特別コラム

単独ベトナム南北縦断

April 11th, 2019 by
単独ベトナム南北縦断
ビナブー読者の皆さん、初めまして!神奈川県在住 大学4年の根本優馬と申 します。今回僕は、自転車での単独ベトナム南北縦断を思い立ち、2019年1 月から2月にかけ無事に完走。1745㎞23日間一人きりの自転車旅で僕が経 験した予想外のハプニング、危険、出会い等、旅の様子を是非ご紹介したいと、 今回、寄稿させて頂きました。僕の旅行記が、読者の皆さんにクスッと笑って もらえるものであればいいなーと思います!

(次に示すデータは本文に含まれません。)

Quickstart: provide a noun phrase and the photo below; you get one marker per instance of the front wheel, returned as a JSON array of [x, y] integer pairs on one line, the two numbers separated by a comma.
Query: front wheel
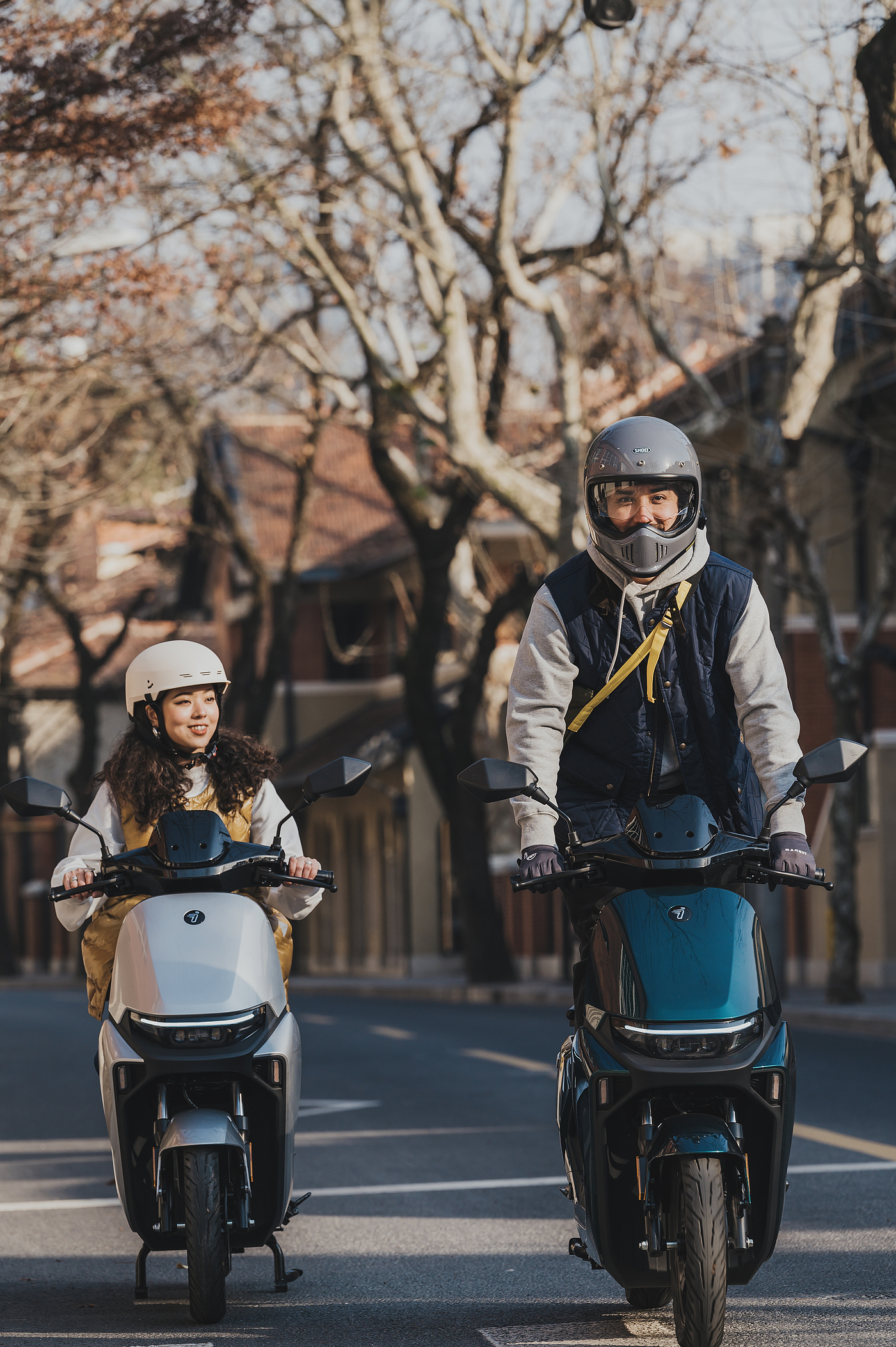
[[207, 1236], [700, 1268]]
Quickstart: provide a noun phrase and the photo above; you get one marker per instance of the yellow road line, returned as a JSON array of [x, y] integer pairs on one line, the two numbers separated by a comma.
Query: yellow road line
[[506, 1060], [844, 1143]]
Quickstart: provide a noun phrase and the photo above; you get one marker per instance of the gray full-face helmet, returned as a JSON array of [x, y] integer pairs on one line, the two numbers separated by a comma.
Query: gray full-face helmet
[[635, 453]]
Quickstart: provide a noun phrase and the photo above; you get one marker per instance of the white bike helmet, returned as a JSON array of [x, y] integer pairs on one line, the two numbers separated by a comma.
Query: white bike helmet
[[161, 668]]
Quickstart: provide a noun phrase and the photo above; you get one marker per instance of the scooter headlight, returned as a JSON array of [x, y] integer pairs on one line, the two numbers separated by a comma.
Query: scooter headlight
[[674, 1042], [205, 1032]]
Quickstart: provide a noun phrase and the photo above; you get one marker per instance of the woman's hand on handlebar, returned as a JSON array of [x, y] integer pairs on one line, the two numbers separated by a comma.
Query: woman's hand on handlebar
[[303, 866], [76, 878]]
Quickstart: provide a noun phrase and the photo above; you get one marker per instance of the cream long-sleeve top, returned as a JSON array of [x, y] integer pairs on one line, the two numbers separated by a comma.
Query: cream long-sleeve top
[[269, 809], [542, 686]]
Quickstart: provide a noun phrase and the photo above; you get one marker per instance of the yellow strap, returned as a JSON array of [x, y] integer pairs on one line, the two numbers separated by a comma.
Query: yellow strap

  縦断不正疑惑?? 初っ端から大変恐縮ですが、私、根本優馬。縦断途中12日目に、泥酔して気づいたらタクシーで自転車ごと50㎞ほど運ばれていたことを… 白状いたします。すんませんっしたぁぁぁぁ!!(笑)読者の皆様のあたたかーい心で見逃してください(笑)。では早速、本題に入ります!  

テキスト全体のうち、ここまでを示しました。